Publicado em 13/07/2026
Foto: Elisson Magalhães/Secom TJAC
Por Alessandra Karoline
O Núcleo Permanente de Justiça Restaurativa (Nujures) do Tribunal de Justiça do Acre (TJAC) deu início, na última sexta-feira (10), ao primeiro Círculo de Construção de Paz voltado especificamente para indígenas em situação de cárcere. A atividade, realizada no pavilhão multiprofissional da Penitenciária Francisco d’Oliveira Conde, em Rio Branco, reuniu 16 reeducandos.
A ação inédita busca garantir que a população indígena privada de liberdade receba um acompanhamento humanizado durante o cumprimento da pena. O projeto conta com o suporte de equipes técnicas e multidisciplinares que consideram as particularidades étnicas, culturais e sociais de cada detento.

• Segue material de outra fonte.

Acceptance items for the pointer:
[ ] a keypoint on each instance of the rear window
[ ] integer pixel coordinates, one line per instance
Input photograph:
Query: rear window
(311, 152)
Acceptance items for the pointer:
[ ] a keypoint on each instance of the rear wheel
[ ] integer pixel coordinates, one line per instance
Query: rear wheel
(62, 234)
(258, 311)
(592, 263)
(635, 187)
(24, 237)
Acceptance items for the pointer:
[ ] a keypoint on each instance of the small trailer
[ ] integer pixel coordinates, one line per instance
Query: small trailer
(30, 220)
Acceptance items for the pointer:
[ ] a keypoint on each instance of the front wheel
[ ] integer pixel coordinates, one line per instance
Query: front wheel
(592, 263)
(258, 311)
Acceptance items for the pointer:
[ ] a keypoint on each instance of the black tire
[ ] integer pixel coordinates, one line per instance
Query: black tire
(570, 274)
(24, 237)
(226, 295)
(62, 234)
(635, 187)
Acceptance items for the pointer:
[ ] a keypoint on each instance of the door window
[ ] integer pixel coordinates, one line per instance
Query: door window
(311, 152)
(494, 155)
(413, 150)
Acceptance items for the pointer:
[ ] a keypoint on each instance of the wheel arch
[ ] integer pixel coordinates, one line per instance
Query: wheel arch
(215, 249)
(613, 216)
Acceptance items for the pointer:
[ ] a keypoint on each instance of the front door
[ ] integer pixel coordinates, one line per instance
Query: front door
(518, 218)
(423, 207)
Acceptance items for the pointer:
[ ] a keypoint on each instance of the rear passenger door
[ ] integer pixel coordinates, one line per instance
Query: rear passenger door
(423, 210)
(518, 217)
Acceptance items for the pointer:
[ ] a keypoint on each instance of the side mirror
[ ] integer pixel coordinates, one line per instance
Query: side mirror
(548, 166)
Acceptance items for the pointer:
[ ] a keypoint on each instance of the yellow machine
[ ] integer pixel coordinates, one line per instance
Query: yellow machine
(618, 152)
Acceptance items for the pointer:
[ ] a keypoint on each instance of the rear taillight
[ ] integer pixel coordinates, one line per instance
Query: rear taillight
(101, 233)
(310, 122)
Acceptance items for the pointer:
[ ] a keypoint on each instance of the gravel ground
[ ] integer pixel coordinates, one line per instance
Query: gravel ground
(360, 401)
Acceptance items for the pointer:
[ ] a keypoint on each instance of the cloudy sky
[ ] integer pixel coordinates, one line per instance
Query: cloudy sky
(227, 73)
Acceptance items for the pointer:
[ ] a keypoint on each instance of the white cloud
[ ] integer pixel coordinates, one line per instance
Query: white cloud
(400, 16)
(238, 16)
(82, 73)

Este primeiro grupo é composto por presos do regime fechado e provisórios das etnias Apurinã, Jaminawá, Madja, Manchineri, Shanenawa e Huni Kuin.

Com previsão de encontros quinzenais, a iniciativa oferece um espaço seguro de diálogo para que os participantes compartilhem experiências, dificuldades e expectativas. As dinâmicas visam incentivar a reflexão sobre conflitos e a busca por soluções pacíficas.
Durante a sessão de abertura, os reeducandos puderam se apresentar e expressar seus sentimentos. Enquanto um deles resumiu a oportunidade com a palavra “aprendizado”, outro relatou a emoção de reencontrar um familiar de quem não tinha notícias há mais de uma década.
As atividades foram coordenadas pelo facilitador e servidor do TJAC, Fredson Pinheiro, com o apoio das integrantes do núcleo, Acássia Munira e Mirlene Taumaturgo.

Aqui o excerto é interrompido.